Monday, December 08, 2008

THIS IS THE AGE OF NOSTALGIA.

OK, so like I was saying, I joined Facebook for some reason and within days was friendsterd by a couple dozen people who date back to my early 20s, a time of great enjoyment and strife for me that took many years to reconcile. Some folks I'd been in constant contact with since leaving East Lansing, MI, others I hadn't spoken to or even thought of in years, and then the photos started coming ... everybody apparently had cameras back then, I don't remember that part, but the deluge of memories has been jarring for me. Aside from the shock of comparing old and new versions of friends I'm still in touch with (when you see people on a regular basis, you don't quite see them age) and being faced with people I was once close to but now have no feelings for, there was the narcissistic thrill of gazing upon myself at such a vulnerable stage of my life. For better or worse, my personality took root in East Lansing and that's where I became the person I'd continue to be, so looking back to that age repels and attracts in equal measure. I was in as many places as I could be back then, so I figure in a number of photos, drunk, sober, on stage, at parties, with friends and enemies alike, and for some reason I seem to be wearing the same two shirts in all of them.

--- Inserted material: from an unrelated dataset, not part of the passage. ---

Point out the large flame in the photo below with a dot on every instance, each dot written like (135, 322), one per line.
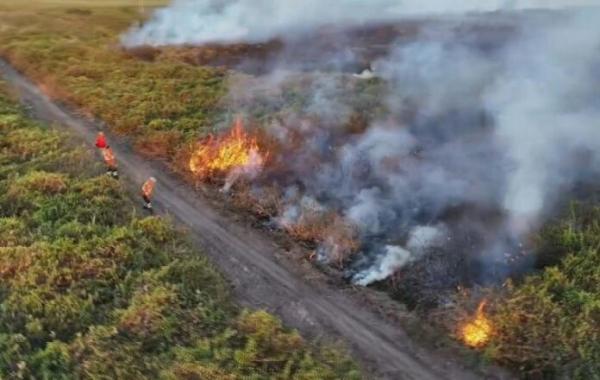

I was in a band then called El Smasho, and as we were the loudest thing going at the time, we ruled our backyard for a year or two. We released three 7" singles, played every fucking weekend and took out of town gigs whether it made sense or not (we went down really well in Flint, but otherwise crickets). We were at it for three years and change, a huge chunk of a person's life when that person is only 24 years old and doesn't have anything to compare it to ... the band set me on whatever path I'm on now, and while I cringe at many of the decisions I made then both social and artistic, there's nothing I regret. Looking back, I think I can say that El Smasho were a great band that wrote some pretty lousy songs ... on a good night we were enormous, but each of us wanted the band to do different things (except Tim, he just wanted to play drums) and we all had different ways of spending our free time, so it sputtered to a close in 1994.

These are the best of the El Smasho-related photos that have been recently Facebooked. So many doors I thought I'd closed, so many conclusions I thought I'd drawn ...


Gettin' serious at some co-op party. This photo ran on the front cover of the MSU newspaper's Welcome Week edition one year ... less a statement of our local popularity and more about having good friends who ran the rag.


Early attempt at "attitude." Utterly retarded.


Practice space.


El Smasho was protected onstage (and off) by The Smashettes, at first a trio but gradually a duo of broads far tougher than any of us pansies. Yes, they looked great, but they seriously earned their keep at crowded basement shows, standing in front of the band with their baseball bats and deflecting bodies when the energy of the pit got too strong. They were as much a part of the band as any of us, and we once pulled out of a show with a restrictive door policy that refused to admit the girls as bandmembers. After they quit, there wasn't much of anything left.


Early press shot. I had the flu that day.


Our first recd, featuring "Clown In The Family," the only song the four of us wrote together, and "Red Devil," the only song Brian and I wrote together.


Second release, with "Notorious," which I never thought much of back in the day but now recognize as a true teenage blues classic ... "I know I'll never stop loving that girl/But I hate her too much to be her friend." That's a great line, Tom.


Final vinyl. "Foster Brooks" might be the first honest song I wrote. With lines like "You fucking bitch, you put a spell on me" and "I'll marry anyone who wants me," I'm clearly taking a proud stand as an angry, confused, immature time bomb waiting to explode on someone's front door step at four in the morning. But my music is still my only revenge ... I have a few copies of this one left if you need one.


The Dave Hill often joined us on stage to showcase his own anarchic style of performance art ... that is, HIS LIFE.


Tom and me onstage at the 1993 MSU "Homegroans" show, a local rock fest that drew some 500 souls ... probably the peak of El Smasho as both a creative and a financial venture.


Terri and Brian onstage at the same gig.


Tom Deja and his hammer, same gig.


May I take a moment to point out that this is a pure, totally non-ironic action shot? I REALLY BELIEVED, MAN. I still do.

1 comment:

Anonymous said...

What ever happened to Dave Hill, anyways? Awesome pics, Fred!